Reputation: 2758
I have the following code that I want to parallelize:
int ncip( int dim, double R)
{
int i;
int r = (int)floor(R);
if (dim == 1)
{
return 1 + 2*r;
}
int n = ncip(dim-1, R); // last coord 0
#pragma omp parallel for
for(i=1; i<=r; ++i)
{
n += 2*ncip(dim-1, sqrt(R*R - i*i) ); // last coord +- i
}
return n;
}
The program execution time when ran without openmp is 6.956s when I try and parallelize the for loop my execution time is greater than 3 minutes (and that's because I ended it myself). What am I doing wrong in regards to parallelizing this code ?
second attempt
int ncip( int dim, double R)
{
int i;
int r = (int)floor( R);
if ( dim == 1)
{ return 1 + 2*r;
}
#pragma omp parallel
{
int n = ncip( dim-1, R); // last coord 0
#pragma omp for reduction (+:n)
for( i=1; i<=r; ++i)
{
n += 2*ncip( dim-1, sqrt( R*R - i*i) ); // last coord +- i
}
}
return n;
}
Upvotes: 3
Views: 605
Reputation: 771
You are doing that wrong!
(1) There are data races in variable n
. If you want to parallelize a code that have writes in the same memory zone, you must use the reduction (in the for), atomic or critical to avoid data hazards.

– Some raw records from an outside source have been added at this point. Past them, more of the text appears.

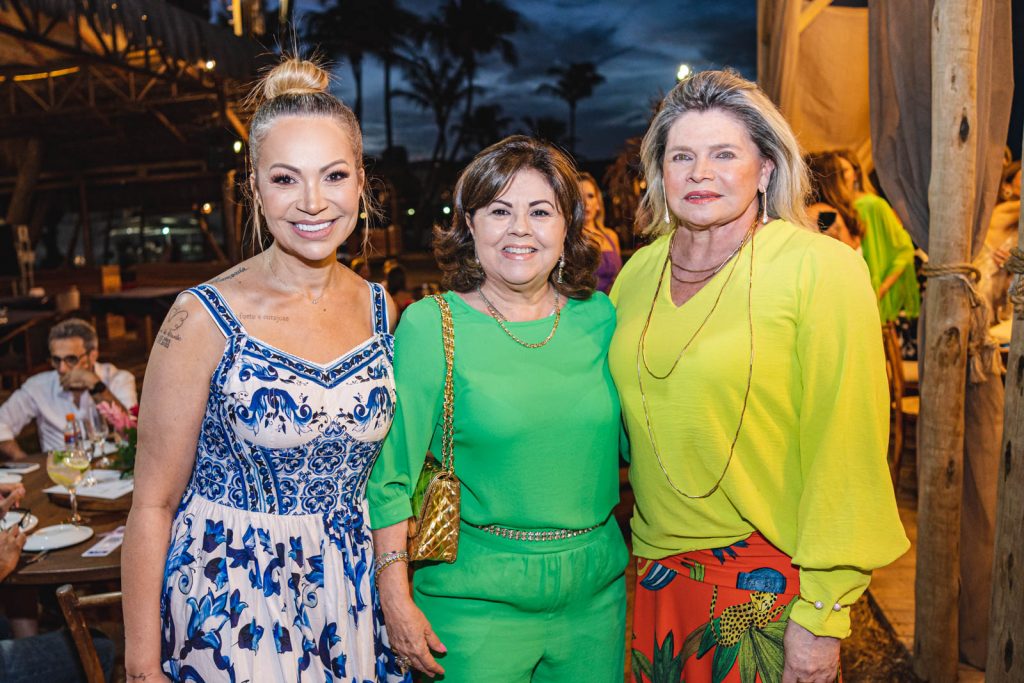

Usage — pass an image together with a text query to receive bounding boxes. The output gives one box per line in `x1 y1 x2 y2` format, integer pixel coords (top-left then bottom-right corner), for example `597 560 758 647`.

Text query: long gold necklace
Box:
637 222 757 500
640 221 758 380
476 287 562 348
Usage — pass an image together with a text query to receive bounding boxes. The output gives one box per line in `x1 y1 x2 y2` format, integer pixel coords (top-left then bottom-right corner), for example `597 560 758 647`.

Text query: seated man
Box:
0 317 138 460
0 483 114 683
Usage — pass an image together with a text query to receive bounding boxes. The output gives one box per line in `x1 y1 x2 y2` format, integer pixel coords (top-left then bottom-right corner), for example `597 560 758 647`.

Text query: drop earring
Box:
662 178 672 223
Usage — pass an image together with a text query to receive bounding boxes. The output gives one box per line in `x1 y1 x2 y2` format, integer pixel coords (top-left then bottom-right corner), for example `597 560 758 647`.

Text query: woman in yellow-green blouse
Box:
609 72 908 683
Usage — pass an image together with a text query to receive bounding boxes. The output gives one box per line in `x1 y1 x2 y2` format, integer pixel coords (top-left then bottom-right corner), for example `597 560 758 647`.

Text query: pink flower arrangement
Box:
96 400 138 477
96 400 138 437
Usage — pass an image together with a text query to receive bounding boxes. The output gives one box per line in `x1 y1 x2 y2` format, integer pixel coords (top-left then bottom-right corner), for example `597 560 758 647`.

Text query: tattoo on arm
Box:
210 265 249 283
157 306 188 348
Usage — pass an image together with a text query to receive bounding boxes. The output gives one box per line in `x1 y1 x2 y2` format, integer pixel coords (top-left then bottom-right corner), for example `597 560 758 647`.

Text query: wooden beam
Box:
985 140 1024 683
797 0 833 33
150 109 188 144
913 0 982 683
224 104 249 144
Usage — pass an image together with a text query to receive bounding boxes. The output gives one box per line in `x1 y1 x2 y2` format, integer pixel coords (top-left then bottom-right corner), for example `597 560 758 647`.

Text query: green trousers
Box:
414 518 629 683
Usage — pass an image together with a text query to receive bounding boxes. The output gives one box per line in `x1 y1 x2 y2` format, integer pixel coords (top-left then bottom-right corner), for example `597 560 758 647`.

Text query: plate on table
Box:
0 510 39 532
23 524 94 553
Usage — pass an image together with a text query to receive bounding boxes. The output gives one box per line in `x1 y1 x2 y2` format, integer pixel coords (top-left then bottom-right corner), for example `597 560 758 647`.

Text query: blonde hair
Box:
577 171 607 230
248 56 378 249
637 71 811 236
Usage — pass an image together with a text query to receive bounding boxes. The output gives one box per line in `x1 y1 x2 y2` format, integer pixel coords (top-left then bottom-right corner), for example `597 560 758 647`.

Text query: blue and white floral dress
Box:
161 284 410 683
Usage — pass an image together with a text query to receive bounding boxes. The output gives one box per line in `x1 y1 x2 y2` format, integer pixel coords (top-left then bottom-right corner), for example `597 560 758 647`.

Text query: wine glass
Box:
46 449 89 526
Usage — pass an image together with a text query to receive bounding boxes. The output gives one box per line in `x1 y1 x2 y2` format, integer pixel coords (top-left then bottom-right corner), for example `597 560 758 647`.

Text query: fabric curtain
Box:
758 0 803 118
786 7 871 157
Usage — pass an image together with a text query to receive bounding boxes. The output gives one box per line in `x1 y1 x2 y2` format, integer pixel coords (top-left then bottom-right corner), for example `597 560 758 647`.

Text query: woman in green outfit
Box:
368 136 628 683
608 71 908 683
821 150 921 323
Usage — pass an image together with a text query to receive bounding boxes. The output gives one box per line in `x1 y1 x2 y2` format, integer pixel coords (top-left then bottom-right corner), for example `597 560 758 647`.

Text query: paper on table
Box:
43 479 135 501
82 526 125 557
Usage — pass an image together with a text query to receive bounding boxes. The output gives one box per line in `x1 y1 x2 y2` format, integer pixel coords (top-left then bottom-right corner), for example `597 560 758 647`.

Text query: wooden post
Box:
913 0 982 683
220 169 242 263
78 178 94 265
985 149 1024 683
7 137 43 225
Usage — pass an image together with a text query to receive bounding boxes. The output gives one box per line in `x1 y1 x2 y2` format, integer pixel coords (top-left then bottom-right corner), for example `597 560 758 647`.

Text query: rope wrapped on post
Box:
1002 247 1024 321
922 259 999 384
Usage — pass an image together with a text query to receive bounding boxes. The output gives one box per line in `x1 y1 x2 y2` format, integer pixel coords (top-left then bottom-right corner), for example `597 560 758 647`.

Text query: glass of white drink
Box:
46 449 89 525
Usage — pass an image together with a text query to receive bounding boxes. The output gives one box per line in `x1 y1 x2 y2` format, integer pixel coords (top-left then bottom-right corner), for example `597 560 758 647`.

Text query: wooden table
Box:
4 455 128 585
89 287 181 349
0 308 56 338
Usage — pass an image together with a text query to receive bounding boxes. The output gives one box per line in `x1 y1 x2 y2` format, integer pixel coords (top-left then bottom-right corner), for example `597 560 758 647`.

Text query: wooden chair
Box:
57 584 121 683
882 323 921 492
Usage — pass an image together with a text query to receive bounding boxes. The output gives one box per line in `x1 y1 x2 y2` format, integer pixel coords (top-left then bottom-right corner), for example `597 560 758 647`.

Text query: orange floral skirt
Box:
633 532 800 683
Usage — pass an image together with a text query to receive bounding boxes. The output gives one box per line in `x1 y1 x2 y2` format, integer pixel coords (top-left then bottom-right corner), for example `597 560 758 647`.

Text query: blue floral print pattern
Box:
161 285 411 683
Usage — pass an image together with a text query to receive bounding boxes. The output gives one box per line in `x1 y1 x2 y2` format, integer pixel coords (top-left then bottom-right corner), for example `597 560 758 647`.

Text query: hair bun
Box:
263 57 331 99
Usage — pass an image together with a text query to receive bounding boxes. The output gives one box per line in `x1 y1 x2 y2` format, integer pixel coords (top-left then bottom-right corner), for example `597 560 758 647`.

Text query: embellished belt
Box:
462 519 604 541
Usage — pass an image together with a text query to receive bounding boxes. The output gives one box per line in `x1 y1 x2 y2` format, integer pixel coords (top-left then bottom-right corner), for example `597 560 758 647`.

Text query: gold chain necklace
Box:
264 252 334 306
476 287 562 348
639 221 757 380
669 232 754 275
637 222 757 500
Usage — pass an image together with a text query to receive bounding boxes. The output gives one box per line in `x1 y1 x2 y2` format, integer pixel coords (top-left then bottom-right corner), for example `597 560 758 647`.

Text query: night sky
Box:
292 0 757 160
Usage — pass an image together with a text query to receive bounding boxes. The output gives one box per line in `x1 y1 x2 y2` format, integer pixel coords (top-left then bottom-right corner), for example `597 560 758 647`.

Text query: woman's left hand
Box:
782 620 840 683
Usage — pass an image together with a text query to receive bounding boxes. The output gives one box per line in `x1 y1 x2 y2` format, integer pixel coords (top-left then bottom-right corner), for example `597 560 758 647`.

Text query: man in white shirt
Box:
0 317 138 460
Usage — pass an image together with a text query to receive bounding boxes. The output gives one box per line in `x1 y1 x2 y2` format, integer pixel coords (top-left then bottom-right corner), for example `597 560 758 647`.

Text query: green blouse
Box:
367 292 621 529
609 220 908 638
853 195 921 323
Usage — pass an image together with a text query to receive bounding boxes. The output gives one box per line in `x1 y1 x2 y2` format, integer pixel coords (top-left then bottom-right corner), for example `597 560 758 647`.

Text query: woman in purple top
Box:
579 173 623 294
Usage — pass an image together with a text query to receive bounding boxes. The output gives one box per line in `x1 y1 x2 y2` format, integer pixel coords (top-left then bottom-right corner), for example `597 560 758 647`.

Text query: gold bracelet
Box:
374 550 409 584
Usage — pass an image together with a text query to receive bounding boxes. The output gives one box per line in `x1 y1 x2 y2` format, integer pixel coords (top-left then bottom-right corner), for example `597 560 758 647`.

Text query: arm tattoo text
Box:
157 306 188 348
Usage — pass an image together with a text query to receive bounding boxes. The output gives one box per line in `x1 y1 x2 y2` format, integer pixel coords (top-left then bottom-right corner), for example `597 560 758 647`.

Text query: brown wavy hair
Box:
434 135 600 299
805 152 864 238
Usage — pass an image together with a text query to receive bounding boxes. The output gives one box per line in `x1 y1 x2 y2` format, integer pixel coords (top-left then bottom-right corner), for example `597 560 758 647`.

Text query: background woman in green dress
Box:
368 136 628 683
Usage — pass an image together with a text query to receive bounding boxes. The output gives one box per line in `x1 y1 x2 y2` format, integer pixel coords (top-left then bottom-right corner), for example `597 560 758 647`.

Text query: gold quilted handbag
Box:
409 294 462 563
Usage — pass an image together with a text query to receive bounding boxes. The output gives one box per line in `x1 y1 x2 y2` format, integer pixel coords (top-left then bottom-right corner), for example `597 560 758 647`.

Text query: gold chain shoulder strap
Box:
431 294 455 472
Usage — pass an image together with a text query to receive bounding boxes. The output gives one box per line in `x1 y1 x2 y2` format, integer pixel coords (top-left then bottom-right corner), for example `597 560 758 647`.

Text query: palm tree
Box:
537 61 604 153
373 0 423 150
394 50 467 168
458 104 512 150
431 0 523 159
303 0 382 121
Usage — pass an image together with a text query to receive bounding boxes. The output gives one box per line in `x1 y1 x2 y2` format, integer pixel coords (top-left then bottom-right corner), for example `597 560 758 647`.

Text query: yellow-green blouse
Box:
609 220 909 638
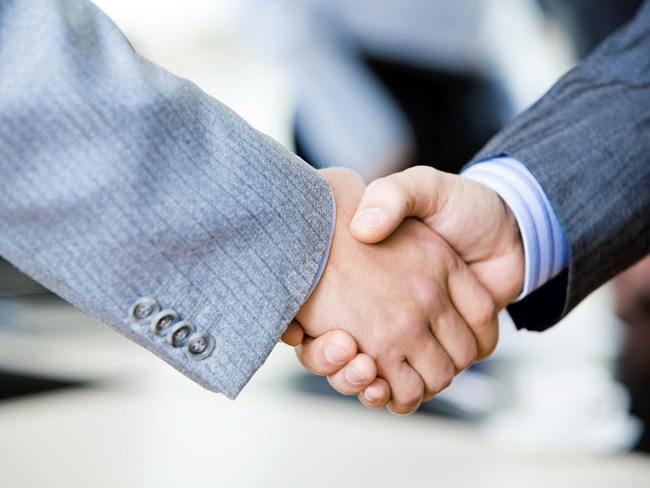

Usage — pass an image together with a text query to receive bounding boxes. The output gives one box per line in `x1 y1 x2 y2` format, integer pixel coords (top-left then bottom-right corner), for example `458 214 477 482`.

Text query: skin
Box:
285 169 496 414
290 167 524 414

(2) Probably you have the nested parallelism enabled, so the program is creating a new parallel zone every time you call the function ncip
. Should be this the main problem. For recursive functions I advise you to create just one parallel zone and then use the pragma omp task
.
Do not parallelize with #pragma omp for
and try with the #pragma omp task
. Look this example:
int ncip(int dim, double R){
...
#pragma omp task
ncip(XX, XX);
#pragma omp taskwait
...
}
int main(int argc, char *argv[]) {
#pragma omp parallel
{
#pragma omp single
ncip(XX, XX);
}
return(0);
}
UPDATE:
//Detailed version (without omp for and data races)
int ncip(int dim, double R){
int n, r = (int)floor(R);
if (dim == 1) return 1 + 2*r;
n = ncip(dim-1, R); // last coord 0
for(int i=1; i<=r; ++i){
#pragma omp task
{
int aux = 2*ncip(dim-1, sqrt(R*R - i*i) ); // last coord +- i
#pragma omp atomic
n += aux;
}
}
#pragma omp taskwait
return n;
}
PS: You'll not get a speedup from this, because overhead to creat a task is bigger than the work of a single task. The best thing you can do is re-write this algorithm to an iterative version, and then try to parallelize it.
Upvotes: 5